# Oatmeal Cinnamon Soap



## yellowflower (Jul 20, 2007)

Ingredients:

      7.8 oz wt Castor Oil
      12.4 oz wt olive oil
      12 oz wt safflower oil
      38 oz wt Hydrogenated Soybean Oil
      9.2 oz wt lard

      30 fluid ounces water
      10.08 oz wt lye

      8 oz wt finely ground oatmeal was used as a filler
      1 tablespoon Ground Cinnamon as a colorant

Instructions:
In creating this soap I combined my lye solution, and oils at 120 degrees, and stirred to trace at 94 degrees. At trace I added my blenderized oatmeal and 1 tablespoon of Cinnamon to a large plastic measuring cup, and with a whisk combined them both together. Then I added three cups of my oil and lye solution, mixed well, and returned this mixture, back to my original mixture of oil and lye solution.

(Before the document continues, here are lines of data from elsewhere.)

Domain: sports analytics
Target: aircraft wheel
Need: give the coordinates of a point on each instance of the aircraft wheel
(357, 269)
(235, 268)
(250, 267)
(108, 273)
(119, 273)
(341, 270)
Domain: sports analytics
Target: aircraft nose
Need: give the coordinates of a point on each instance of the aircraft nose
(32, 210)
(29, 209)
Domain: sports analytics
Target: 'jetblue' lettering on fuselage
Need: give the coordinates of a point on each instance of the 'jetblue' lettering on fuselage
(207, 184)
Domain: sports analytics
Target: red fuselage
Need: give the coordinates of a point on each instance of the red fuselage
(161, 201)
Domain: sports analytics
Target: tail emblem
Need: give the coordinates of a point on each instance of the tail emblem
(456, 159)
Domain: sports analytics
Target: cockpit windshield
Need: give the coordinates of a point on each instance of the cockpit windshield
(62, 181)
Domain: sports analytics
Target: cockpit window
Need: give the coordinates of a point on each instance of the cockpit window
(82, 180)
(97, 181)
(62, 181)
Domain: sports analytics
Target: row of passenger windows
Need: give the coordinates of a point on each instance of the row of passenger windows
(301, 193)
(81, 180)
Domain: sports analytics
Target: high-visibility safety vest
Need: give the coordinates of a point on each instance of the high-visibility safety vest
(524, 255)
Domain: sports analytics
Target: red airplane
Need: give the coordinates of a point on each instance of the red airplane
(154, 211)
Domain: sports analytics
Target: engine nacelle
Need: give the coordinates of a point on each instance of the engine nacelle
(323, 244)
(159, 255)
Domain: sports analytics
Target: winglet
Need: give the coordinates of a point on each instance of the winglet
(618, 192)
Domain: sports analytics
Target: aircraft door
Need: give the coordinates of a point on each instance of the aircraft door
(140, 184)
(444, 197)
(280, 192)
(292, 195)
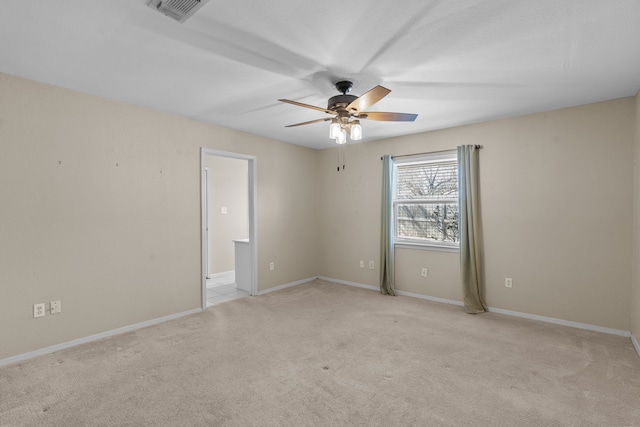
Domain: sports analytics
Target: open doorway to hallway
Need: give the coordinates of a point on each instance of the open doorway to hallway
(228, 209)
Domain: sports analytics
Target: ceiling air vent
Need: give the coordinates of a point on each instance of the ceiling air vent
(180, 10)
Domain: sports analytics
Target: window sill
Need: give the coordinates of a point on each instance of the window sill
(426, 247)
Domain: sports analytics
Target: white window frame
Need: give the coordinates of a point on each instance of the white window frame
(445, 156)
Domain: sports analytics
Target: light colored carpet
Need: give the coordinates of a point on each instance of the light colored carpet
(323, 354)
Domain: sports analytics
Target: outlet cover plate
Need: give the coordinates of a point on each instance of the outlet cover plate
(56, 307)
(38, 310)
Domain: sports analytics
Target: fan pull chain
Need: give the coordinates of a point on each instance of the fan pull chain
(344, 158)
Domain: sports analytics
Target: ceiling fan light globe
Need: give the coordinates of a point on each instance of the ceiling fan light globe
(334, 130)
(355, 132)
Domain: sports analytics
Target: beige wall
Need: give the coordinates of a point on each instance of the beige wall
(100, 208)
(635, 310)
(557, 202)
(228, 188)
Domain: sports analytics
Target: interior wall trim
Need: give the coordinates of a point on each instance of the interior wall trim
(287, 285)
(47, 350)
(545, 319)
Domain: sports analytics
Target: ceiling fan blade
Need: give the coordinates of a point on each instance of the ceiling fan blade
(309, 122)
(368, 99)
(313, 107)
(388, 117)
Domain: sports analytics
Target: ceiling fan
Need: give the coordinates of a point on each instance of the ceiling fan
(348, 110)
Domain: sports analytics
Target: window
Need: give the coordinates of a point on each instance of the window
(425, 200)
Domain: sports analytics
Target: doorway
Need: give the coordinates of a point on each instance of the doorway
(229, 241)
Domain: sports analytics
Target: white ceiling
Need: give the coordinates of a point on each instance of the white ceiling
(451, 62)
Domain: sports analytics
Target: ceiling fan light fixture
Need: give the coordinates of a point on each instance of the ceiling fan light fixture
(334, 129)
(355, 131)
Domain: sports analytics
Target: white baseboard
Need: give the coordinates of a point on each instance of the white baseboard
(429, 298)
(223, 273)
(561, 322)
(91, 338)
(286, 285)
(635, 344)
(500, 311)
(344, 282)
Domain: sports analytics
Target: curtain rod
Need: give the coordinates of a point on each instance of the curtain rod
(478, 147)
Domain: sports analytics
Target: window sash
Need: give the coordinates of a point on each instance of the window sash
(436, 223)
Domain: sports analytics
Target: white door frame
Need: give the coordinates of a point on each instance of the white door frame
(253, 232)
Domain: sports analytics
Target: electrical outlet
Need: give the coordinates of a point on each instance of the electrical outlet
(56, 307)
(38, 310)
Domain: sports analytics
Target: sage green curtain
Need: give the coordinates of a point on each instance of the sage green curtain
(386, 229)
(469, 223)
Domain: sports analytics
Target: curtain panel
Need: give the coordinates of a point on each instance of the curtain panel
(387, 286)
(469, 224)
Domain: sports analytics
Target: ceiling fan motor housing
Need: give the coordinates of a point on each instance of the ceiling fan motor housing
(340, 101)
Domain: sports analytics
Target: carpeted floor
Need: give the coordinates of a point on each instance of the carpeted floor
(323, 354)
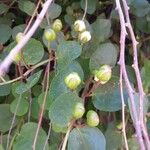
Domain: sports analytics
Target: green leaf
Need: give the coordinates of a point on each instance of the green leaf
(5, 33)
(89, 48)
(26, 137)
(1, 147)
(133, 144)
(54, 10)
(91, 5)
(5, 90)
(31, 81)
(67, 51)
(58, 83)
(105, 54)
(55, 140)
(3, 8)
(86, 138)
(107, 97)
(17, 29)
(61, 110)
(33, 52)
(22, 105)
(35, 108)
(6, 118)
(47, 102)
(113, 139)
(26, 6)
(102, 29)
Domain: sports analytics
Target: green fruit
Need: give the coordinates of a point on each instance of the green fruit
(79, 26)
(79, 110)
(50, 34)
(73, 80)
(57, 25)
(19, 36)
(92, 118)
(103, 74)
(17, 58)
(84, 37)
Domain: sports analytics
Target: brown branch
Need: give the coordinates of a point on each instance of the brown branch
(9, 59)
(137, 73)
(125, 76)
(42, 108)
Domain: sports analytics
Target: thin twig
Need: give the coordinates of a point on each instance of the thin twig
(48, 135)
(67, 136)
(42, 108)
(13, 121)
(137, 73)
(123, 112)
(85, 10)
(32, 17)
(4, 66)
(27, 72)
(125, 76)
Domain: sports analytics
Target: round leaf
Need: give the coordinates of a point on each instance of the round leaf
(22, 104)
(67, 51)
(26, 137)
(54, 10)
(105, 54)
(86, 138)
(6, 118)
(61, 110)
(107, 97)
(33, 52)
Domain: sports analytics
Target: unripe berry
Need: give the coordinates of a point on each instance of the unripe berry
(19, 36)
(17, 58)
(79, 110)
(72, 80)
(50, 34)
(92, 118)
(57, 25)
(79, 26)
(103, 74)
(84, 37)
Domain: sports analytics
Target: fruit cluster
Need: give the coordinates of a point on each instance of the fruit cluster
(84, 35)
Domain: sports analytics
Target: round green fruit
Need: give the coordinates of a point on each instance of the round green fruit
(49, 34)
(79, 110)
(92, 118)
(79, 26)
(73, 80)
(57, 25)
(19, 36)
(84, 37)
(103, 74)
(17, 58)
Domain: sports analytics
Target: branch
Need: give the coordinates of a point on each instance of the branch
(137, 73)
(125, 76)
(4, 66)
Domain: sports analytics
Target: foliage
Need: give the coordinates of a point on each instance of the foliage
(37, 83)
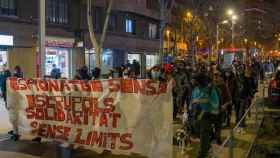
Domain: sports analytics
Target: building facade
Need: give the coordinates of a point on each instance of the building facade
(133, 33)
(19, 36)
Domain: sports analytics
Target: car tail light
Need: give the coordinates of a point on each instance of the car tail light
(273, 84)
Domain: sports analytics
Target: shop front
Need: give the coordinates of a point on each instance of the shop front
(106, 60)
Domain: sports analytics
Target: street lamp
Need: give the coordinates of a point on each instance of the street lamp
(217, 33)
(168, 40)
(233, 17)
(230, 12)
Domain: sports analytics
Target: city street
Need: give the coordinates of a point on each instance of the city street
(139, 78)
(29, 149)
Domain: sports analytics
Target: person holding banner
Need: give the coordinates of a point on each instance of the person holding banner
(204, 105)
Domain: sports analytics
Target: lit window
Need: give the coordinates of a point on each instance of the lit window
(129, 26)
(7, 7)
(57, 11)
(152, 31)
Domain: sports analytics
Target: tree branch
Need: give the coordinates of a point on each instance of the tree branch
(104, 31)
(90, 24)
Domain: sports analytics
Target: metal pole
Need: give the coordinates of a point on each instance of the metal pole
(42, 34)
(231, 144)
(217, 38)
(232, 33)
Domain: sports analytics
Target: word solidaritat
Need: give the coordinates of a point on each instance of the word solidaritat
(124, 116)
(146, 87)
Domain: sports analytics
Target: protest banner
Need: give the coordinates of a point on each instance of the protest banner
(125, 116)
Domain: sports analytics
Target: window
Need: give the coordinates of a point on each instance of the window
(57, 11)
(7, 7)
(149, 4)
(112, 25)
(130, 26)
(152, 31)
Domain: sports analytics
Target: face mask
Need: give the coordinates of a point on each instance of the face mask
(155, 74)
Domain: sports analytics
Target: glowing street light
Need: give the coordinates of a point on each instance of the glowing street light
(225, 22)
(230, 12)
(234, 17)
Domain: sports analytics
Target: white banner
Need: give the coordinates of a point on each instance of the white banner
(125, 116)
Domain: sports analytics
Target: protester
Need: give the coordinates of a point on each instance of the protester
(205, 103)
(178, 91)
(96, 73)
(225, 99)
(6, 75)
(18, 72)
(84, 73)
(135, 69)
(55, 72)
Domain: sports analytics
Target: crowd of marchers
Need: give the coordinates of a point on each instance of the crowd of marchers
(205, 94)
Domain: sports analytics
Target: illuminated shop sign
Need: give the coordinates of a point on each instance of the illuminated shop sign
(60, 42)
(6, 40)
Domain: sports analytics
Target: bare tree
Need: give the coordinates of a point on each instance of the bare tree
(165, 8)
(98, 45)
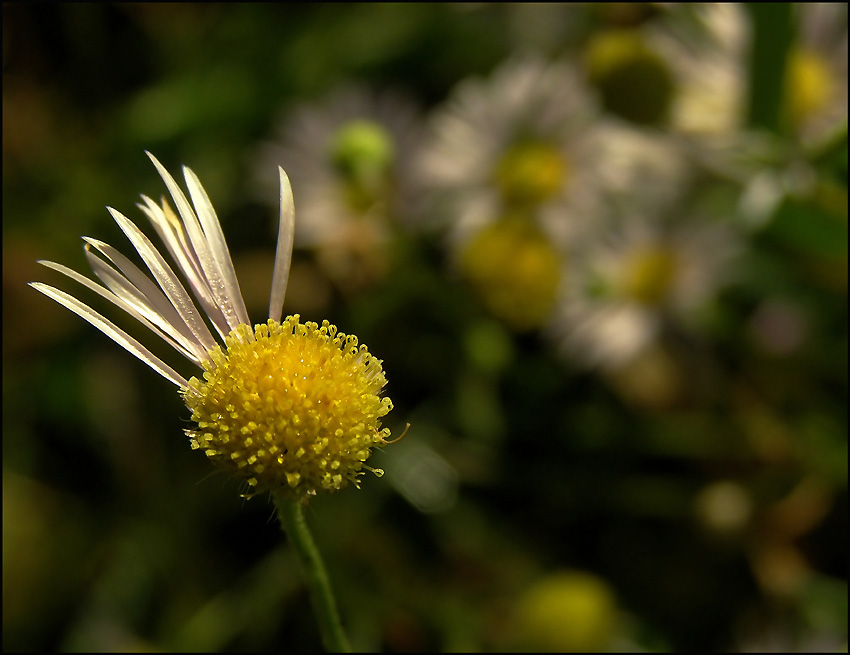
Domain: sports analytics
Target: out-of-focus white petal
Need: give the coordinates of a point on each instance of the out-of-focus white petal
(167, 280)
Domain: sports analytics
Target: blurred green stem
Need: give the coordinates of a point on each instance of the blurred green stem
(315, 575)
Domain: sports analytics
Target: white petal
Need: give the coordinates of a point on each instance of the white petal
(199, 242)
(166, 279)
(113, 332)
(283, 255)
(217, 243)
(133, 305)
(171, 231)
(135, 278)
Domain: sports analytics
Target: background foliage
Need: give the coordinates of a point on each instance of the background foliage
(713, 519)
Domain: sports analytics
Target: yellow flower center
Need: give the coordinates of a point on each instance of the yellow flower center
(809, 85)
(531, 173)
(293, 408)
(633, 80)
(649, 274)
(516, 270)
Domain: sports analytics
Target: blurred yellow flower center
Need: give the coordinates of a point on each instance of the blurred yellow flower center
(649, 274)
(633, 80)
(566, 612)
(293, 408)
(516, 270)
(531, 173)
(810, 85)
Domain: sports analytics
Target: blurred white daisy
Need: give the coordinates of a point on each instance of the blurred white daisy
(289, 407)
(632, 280)
(350, 156)
(515, 142)
(508, 174)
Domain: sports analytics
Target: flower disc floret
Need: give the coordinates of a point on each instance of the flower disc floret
(294, 408)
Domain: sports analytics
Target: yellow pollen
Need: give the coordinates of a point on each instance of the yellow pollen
(531, 173)
(810, 85)
(516, 271)
(309, 407)
(649, 275)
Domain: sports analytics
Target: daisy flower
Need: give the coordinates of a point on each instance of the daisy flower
(508, 172)
(633, 280)
(290, 407)
(514, 142)
(350, 158)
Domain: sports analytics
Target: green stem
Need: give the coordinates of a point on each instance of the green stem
(316, 577)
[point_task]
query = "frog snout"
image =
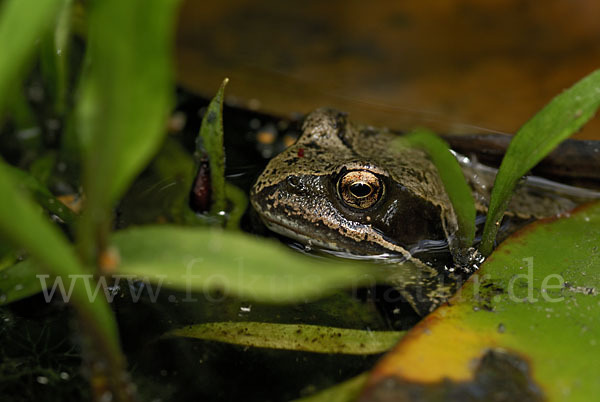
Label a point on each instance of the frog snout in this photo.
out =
(294, 185)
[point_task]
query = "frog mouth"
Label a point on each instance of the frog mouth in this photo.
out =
(284, 228)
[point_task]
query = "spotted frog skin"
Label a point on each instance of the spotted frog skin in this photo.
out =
(347, 188)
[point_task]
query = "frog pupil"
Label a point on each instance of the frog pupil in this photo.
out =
(360, 190)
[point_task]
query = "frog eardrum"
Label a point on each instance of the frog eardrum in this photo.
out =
(360, 189)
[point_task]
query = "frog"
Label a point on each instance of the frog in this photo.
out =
(348, 189)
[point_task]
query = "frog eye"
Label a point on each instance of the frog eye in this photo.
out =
(360, 188)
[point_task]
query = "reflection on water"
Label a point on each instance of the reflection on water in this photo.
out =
(458, 66)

The soap can be uncovered after 18 hours, and turned out of its mold in 24 hours. This recipe makes almost eight pounds of soap. It was left to cure for three weeks. This soap lathers well and is long lasting.


----------



## Guest (Jul 21, 2007)

nice recipe... i think we have a recipes area to put this in..


----------